> On June 17, 2016, 6:44 p.m., Di Li wrote:
> > Hello Victor,
> > 
> > so I ran some tests and observed the following. I have a 3 node cluster, 
> > c1.apache.org, c2.apache.org, and c3.apache.org
> > 
> > 1. Right after finishing the manual steps listed on step "Initialize 
> > Metadata". I noticed c1.apache.org has NameNode process running but it's 
> > the standby. c2.apache.org (the new NN added) has NN stopped.
> > 
> > 2. The state of the two NNs in #1 seems to have cause the NN's 
> > check_is_active_namenode function call to return False, thus setting 
> > ensure_safemode_off to False as well. >> Skipping the safemode check 
> > altegather.
> > 
> > 3. If I just ran safemode check command line hadoop cmd, here are the 
> > results, notice the safemode is reported as ON on the Standby node and the 
> > ther one is a connection refused err
> > 
> > [hdfs@c1 ~]$ hdfs --config /usr/iop/current/hadoop-client/conf haadmin -ns 
> > binn -getServiceState nn1
> > standby
> > [hdfs@c1 ~]$ hdfs --config /usr/iop/current/hadoop-client/conf haadmin -ns 
> > binn -getServiceState nn2
> > 16/06/17 11:26:42 INFO ipc.Client: Retrying connect to server: 
> > c1.apache.org:8020. Already tried 0 time(s); retry policy is 
> > RetryUpToMaximumCountWithFixedSleep(maxRetries=1, sleepTime=1000 
> > MILLISECONDS)
> > Operation failed: Call From c1.apache.org to c2.apache.org:8020 failed on 
> > connection exception: java.net.ConnectException: Connection refused; For 
> > more details see:  http://wiki.apache.org/hadoop/ConnectionRefused
> > [hdfs@c1 ~]$ hdfs dfsadmin -safemode get
> > Safe mode is ON in c1.apache.org:8020
> > safemode: Call From c1.apache.org to c2.apache.org:8020 failed on 
> > connection exception: java.net.ConnectException: Connection refused; For 
> > more details see:  http://wiki.apache.org/hadoop/ConnectionRefused
> > 
> > So in my opinion, the fix should be at the NameNode Python script level to 
> > always check safemode against the two NNs, and make sure the safemode is 
> > off on the active namenode.

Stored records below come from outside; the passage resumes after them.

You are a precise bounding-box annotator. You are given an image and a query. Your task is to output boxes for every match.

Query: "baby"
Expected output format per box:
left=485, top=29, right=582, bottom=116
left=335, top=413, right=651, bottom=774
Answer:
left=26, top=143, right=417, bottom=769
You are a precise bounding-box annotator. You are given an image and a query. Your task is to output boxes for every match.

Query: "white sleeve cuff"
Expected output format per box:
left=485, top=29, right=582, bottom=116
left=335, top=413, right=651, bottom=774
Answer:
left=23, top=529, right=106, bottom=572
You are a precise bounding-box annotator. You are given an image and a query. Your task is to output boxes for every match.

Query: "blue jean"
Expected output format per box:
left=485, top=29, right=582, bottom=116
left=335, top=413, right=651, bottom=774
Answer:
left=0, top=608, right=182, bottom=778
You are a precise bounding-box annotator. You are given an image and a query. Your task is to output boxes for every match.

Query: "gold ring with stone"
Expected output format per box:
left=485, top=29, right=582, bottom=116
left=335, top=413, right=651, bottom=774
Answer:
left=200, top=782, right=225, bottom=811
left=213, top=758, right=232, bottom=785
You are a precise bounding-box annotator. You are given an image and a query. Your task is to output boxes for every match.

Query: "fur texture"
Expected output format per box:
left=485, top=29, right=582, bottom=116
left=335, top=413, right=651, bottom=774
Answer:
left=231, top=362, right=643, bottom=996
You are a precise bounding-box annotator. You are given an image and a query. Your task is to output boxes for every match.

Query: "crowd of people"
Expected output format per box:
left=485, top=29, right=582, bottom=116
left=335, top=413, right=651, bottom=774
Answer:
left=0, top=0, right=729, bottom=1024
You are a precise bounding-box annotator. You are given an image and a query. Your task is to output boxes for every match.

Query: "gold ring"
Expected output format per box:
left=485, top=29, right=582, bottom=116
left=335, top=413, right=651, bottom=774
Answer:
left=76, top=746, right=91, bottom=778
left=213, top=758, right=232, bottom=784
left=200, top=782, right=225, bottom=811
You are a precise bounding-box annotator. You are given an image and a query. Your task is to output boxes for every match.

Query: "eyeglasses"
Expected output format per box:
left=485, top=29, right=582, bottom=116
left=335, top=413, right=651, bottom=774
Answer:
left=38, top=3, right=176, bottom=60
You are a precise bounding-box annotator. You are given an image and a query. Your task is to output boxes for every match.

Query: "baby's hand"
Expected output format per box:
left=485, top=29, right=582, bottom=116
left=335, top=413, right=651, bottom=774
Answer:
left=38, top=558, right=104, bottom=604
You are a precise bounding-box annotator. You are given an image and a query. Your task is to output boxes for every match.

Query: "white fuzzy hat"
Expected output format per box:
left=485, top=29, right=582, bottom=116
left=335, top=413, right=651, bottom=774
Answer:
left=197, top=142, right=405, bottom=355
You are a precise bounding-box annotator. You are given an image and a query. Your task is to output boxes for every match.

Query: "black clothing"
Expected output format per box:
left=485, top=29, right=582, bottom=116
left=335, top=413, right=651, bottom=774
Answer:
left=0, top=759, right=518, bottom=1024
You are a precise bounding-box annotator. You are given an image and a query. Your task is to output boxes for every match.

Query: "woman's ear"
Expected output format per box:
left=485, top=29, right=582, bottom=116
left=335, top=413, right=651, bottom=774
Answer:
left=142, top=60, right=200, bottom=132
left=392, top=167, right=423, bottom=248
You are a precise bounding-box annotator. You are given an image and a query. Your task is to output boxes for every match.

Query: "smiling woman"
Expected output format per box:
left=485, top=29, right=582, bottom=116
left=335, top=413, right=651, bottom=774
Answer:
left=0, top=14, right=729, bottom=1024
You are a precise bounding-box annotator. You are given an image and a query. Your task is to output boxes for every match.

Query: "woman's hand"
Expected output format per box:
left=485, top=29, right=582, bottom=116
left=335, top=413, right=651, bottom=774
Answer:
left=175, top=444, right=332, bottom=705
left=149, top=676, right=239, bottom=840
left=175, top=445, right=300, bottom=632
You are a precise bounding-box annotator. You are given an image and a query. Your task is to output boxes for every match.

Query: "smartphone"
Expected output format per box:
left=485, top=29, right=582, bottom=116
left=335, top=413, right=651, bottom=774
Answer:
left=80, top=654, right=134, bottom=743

As a safeguard against offline active NN, the 
> > check should eventually timeout to unblock the rest of the start sequence.
> 
> Victor Galgo wrote:
>     "So in my opinion, the fix should be at the NameNode Python script level 
> to always check safemode against the two NNs". 
>     We cannot do that. Because at that points all Datanodes are stopped. 
> Which means NN will never go out of safemode.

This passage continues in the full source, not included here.